Other kinds of information used to verify a caller included account or device information, or security questions. The latter are a known security weakness. Answering obvious security questions enabled a hacker to hijack Sarah Palin’s Yahoo account.

The researchers would correctly provide the second type of information requested, which would trigger the operator to perform the SIM swap. They succeeded in all attempts to hijack AT&T and T-Mobile accounts, along with Verizon. They compromised six of 10 TracFone SIMs, and three US Mobile numbers.

The problem doesn’t just lie with carriers.
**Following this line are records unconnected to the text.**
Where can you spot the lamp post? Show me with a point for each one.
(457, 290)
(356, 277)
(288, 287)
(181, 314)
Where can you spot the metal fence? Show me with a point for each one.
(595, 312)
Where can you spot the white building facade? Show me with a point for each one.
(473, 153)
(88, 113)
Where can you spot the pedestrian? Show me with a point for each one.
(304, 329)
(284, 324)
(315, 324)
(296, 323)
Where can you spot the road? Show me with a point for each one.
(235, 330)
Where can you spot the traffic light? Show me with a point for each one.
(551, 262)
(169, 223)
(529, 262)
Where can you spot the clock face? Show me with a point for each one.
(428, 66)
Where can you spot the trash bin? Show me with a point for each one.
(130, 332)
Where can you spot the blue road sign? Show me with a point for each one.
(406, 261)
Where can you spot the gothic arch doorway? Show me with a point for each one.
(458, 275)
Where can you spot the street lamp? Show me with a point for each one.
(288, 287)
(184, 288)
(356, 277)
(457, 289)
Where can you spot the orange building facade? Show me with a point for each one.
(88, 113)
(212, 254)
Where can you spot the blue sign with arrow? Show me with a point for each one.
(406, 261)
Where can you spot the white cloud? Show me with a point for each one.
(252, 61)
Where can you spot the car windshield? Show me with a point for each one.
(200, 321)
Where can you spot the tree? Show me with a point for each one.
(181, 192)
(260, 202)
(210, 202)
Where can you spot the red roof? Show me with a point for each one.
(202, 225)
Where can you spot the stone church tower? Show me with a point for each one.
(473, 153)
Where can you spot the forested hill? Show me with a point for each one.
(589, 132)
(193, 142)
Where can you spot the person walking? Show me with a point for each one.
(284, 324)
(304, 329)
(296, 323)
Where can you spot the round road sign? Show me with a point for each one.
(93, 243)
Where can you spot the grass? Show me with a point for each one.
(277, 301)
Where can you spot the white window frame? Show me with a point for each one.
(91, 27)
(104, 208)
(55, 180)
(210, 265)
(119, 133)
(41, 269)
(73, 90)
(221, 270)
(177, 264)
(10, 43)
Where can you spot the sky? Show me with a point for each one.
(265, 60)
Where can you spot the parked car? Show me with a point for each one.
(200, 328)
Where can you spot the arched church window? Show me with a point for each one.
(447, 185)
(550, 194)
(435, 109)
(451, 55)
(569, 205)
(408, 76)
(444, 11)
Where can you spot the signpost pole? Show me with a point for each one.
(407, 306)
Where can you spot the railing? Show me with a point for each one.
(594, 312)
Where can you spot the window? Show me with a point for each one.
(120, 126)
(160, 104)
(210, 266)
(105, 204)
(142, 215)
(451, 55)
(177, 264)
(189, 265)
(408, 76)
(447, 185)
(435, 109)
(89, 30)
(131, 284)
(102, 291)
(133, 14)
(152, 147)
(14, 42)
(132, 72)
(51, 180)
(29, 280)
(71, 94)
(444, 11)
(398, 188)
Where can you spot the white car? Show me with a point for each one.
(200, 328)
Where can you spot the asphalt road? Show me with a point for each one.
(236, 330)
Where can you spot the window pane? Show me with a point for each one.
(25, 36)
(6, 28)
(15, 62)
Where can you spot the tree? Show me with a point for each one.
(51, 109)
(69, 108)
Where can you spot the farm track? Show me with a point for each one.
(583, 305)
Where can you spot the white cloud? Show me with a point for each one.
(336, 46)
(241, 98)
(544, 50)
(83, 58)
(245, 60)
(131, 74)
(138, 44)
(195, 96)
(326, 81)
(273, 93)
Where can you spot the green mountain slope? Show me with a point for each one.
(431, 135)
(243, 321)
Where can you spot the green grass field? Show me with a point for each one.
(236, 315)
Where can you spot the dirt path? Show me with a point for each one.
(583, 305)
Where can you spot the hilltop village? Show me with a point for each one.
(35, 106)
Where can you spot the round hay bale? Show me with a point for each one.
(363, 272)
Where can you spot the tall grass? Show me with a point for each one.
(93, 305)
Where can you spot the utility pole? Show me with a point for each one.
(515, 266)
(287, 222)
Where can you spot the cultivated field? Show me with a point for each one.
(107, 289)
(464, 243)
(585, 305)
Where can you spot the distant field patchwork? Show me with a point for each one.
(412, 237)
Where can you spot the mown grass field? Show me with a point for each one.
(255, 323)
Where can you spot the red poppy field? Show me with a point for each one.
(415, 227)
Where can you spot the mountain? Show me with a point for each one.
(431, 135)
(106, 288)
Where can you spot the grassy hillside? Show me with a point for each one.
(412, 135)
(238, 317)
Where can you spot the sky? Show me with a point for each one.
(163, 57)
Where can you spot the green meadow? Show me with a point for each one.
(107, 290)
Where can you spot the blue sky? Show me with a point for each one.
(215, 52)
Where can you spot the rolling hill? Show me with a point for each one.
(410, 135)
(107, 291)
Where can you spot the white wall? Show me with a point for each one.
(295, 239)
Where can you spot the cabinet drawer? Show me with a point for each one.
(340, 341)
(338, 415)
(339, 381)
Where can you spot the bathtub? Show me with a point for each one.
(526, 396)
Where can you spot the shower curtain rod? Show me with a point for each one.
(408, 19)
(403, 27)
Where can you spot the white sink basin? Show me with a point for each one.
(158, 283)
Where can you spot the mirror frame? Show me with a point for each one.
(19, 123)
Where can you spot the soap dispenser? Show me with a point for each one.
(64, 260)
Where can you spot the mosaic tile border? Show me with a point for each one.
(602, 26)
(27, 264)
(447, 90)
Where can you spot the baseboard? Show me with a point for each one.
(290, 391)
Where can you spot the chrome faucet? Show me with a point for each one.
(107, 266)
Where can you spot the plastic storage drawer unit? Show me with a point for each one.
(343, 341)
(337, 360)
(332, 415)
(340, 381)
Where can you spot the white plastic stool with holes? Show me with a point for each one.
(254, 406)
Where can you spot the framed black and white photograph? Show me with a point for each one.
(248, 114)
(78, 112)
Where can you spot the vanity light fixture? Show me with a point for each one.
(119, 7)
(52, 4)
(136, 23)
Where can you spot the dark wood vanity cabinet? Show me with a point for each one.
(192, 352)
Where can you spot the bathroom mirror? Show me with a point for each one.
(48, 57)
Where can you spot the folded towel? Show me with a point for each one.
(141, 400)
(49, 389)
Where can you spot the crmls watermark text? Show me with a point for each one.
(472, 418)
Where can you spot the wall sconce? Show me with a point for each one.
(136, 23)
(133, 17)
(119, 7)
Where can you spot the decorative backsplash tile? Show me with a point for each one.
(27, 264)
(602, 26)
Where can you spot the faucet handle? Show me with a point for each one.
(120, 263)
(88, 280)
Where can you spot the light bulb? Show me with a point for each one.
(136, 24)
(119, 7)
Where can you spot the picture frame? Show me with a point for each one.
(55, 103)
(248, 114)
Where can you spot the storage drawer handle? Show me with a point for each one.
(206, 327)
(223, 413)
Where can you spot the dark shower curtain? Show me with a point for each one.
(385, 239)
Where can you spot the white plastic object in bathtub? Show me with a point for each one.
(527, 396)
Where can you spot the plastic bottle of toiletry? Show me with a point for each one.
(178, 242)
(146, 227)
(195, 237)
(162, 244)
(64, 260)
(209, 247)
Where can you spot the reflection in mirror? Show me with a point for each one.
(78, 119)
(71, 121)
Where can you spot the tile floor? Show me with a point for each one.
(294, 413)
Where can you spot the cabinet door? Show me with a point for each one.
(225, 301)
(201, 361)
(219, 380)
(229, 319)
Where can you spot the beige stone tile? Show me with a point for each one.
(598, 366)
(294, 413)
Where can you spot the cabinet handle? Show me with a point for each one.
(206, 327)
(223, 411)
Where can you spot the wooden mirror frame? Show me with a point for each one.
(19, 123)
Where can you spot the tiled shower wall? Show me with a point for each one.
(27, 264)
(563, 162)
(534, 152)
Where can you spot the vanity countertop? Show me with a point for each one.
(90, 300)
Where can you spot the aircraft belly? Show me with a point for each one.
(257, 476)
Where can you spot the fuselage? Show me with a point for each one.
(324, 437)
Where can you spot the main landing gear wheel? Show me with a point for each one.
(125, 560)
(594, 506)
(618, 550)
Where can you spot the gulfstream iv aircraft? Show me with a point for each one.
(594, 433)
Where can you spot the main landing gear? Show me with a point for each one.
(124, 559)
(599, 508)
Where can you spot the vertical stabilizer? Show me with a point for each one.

Insecure websites are the other piece of the puzzle. The researchers checked the authentication policies on 145 websites to see how insecure they were when authenticating users.

The results here were slightly better, but not great: 83 sites recommended or mandated insecure configurations, the researchers found. Of them, 14 had SMS as their sole MFA option, and 10 websites used MFA as a backup for users who couldn’t authenticate using their primary method.

It’s time for carriers to tighten up their customer authentication measures, the researchers concluded. Websites should eliminate or at least discourage SMS-based MFA, implementing at least one secure MFA option. As long as people keep using SMS to help verify a customer’s identity, accounts will keep getting hijacked.